This is an evaluation report for the Primary Care Home (PCH) model – a way of organising care for groups of 30,000 to 50,000 patients. It was developed by the National Association of Primary Care (NAPC), which commissioned this report.
Established last year, the model seeks to link staff from general practice, community-based services, hospitals, mental health services, social care and voluntary organisations to deliver joined-up care. The model was piloted in 15 rapid test sites, each of which qualified for £40,000 of start-up funding from NHS England. Since then another 170 sites have signed up.
Our formative evaluation was based on reviews in 2016/17 of 13 rapid test sites’ plans and priorities for building the PCH model, and an in-depth look at the progress and early successes in three case study areas.

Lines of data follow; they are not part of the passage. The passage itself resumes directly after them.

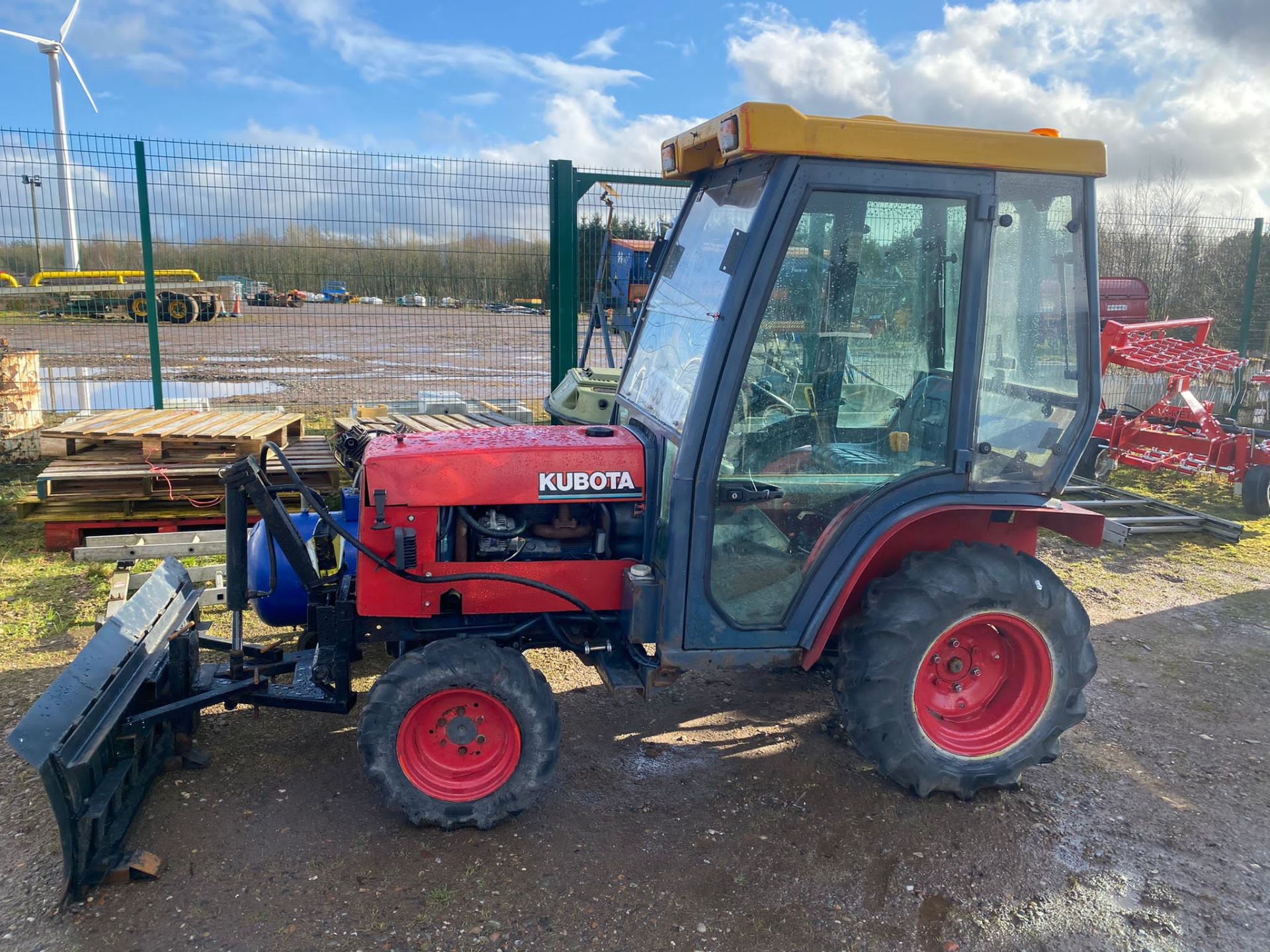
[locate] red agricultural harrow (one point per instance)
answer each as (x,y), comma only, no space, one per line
(1179,432)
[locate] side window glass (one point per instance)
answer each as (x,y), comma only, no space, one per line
(846,387)
(1037,314)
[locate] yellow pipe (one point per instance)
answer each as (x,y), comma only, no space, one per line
(118,276)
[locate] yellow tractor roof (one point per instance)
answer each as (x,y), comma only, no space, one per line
(771,128)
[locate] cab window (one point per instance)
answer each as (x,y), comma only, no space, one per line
(846,389)
(1037,315)
(683,310)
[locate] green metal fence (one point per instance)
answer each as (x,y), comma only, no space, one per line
(461,243)
(494,266)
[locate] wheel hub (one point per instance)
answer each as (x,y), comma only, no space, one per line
(459,744)
(984,686)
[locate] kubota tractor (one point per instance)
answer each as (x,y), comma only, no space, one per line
(845,416)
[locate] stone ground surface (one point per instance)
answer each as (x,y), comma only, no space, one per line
(728,813)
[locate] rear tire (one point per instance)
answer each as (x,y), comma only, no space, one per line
(421,734)
(1256,491)
(904,686)
(1096,462)
(179,309)
(138,307)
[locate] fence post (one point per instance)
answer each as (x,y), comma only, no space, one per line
(1250,291)
(564,270)
(148,263)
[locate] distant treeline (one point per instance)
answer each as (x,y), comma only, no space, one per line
(1195,264)
(476,267)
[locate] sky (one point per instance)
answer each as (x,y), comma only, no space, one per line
(1162,81)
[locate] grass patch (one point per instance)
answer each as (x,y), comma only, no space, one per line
(42,594)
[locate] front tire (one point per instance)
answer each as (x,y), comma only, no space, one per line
(963,669)
(461,733)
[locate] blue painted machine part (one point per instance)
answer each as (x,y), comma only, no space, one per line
(288,603)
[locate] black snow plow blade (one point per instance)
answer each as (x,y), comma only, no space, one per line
(97,767)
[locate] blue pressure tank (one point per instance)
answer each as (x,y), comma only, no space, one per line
(288,603)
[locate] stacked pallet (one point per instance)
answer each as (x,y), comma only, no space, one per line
(380,419)
(159,470)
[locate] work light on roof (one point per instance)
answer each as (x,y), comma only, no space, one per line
(730,135)
(668,158)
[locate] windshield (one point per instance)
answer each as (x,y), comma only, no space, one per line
(681,313)
(1037,315)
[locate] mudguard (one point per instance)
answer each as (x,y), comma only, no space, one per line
(95,766)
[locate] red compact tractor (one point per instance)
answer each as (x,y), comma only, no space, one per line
(1179,432)
(853,470)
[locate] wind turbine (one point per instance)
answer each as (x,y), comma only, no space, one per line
(55,48)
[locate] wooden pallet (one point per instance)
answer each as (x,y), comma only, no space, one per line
(70,524)
(423,423)
(164,432)
(116,474)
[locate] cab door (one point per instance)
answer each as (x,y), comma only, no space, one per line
(845,393)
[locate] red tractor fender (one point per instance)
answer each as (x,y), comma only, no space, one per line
(935,530)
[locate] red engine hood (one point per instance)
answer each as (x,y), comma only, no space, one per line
(506,465)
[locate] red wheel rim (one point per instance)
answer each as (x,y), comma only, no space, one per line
(984,684)
(459,746)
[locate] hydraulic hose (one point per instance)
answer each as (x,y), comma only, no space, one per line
(474,524)
(324,514)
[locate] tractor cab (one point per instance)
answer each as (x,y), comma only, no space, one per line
(855,321)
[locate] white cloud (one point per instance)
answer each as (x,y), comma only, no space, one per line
(483,98)
(588,128)
(230,77)
(686,48)
(1179,91)
(577,78)
(603,46)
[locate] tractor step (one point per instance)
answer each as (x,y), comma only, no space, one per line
(619,672)
(1132,514)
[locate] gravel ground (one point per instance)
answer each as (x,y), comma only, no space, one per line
(728,814)
(314,356)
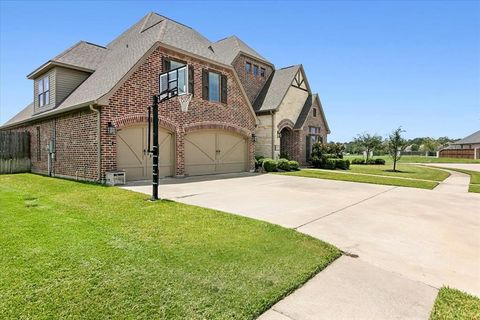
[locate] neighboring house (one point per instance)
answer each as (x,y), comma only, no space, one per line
(89,115)
(468,147)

The report looks at how sites can make early progress with implementing and evaluating their local PCH models, examines what might stand in the way of change and offers a number of broader lessons for the NHS as a whole.
Key messages
Key points raised by the evaluation included:
- Participating in the primary care home programme had strengthened inter-professional working between GPs and other health professionals, and stimulated new services and ways of working tailored to the needs of different patient groups – for example, through targeting frail patients at risk of hospital admission.
- Policy-makers must accept that these new working relationships will take time to establish, as widespread service change requires support from people at all levels and across organisational boundaries.
- Developing the PCH model needs significant investment in time, money and support to enable change: as well as the £40,000 start-up grant, all of the rapid test sites in the study channelled further money and/or professional time into the PCH. Additional funding for general practice will need to be balanced with investment in the kinds of at-scale multidisciplinary work underway in PCH sites.
- The complex external context in which PCHs are emerging – particularly with the development of Sustainability and Transformation Partnerships – could help or hinder their development. Sites will need local commissioners to buy in to the PCH vision and fund pilots of new services, which may be difficult with regional priorities restricting their clout to support enthusiastic sites.
- Good quality data – and the ability to use it – are essential for future evaluations of these models. During the evaluation, good progress had been made by the rapid test sites to select metrics and identify data but none had yet established a systematic process for tracking progress against a defined set of metrics or costs in the first six months. The lack of joined-up data between different parts of the NHS and social care could further impede progress.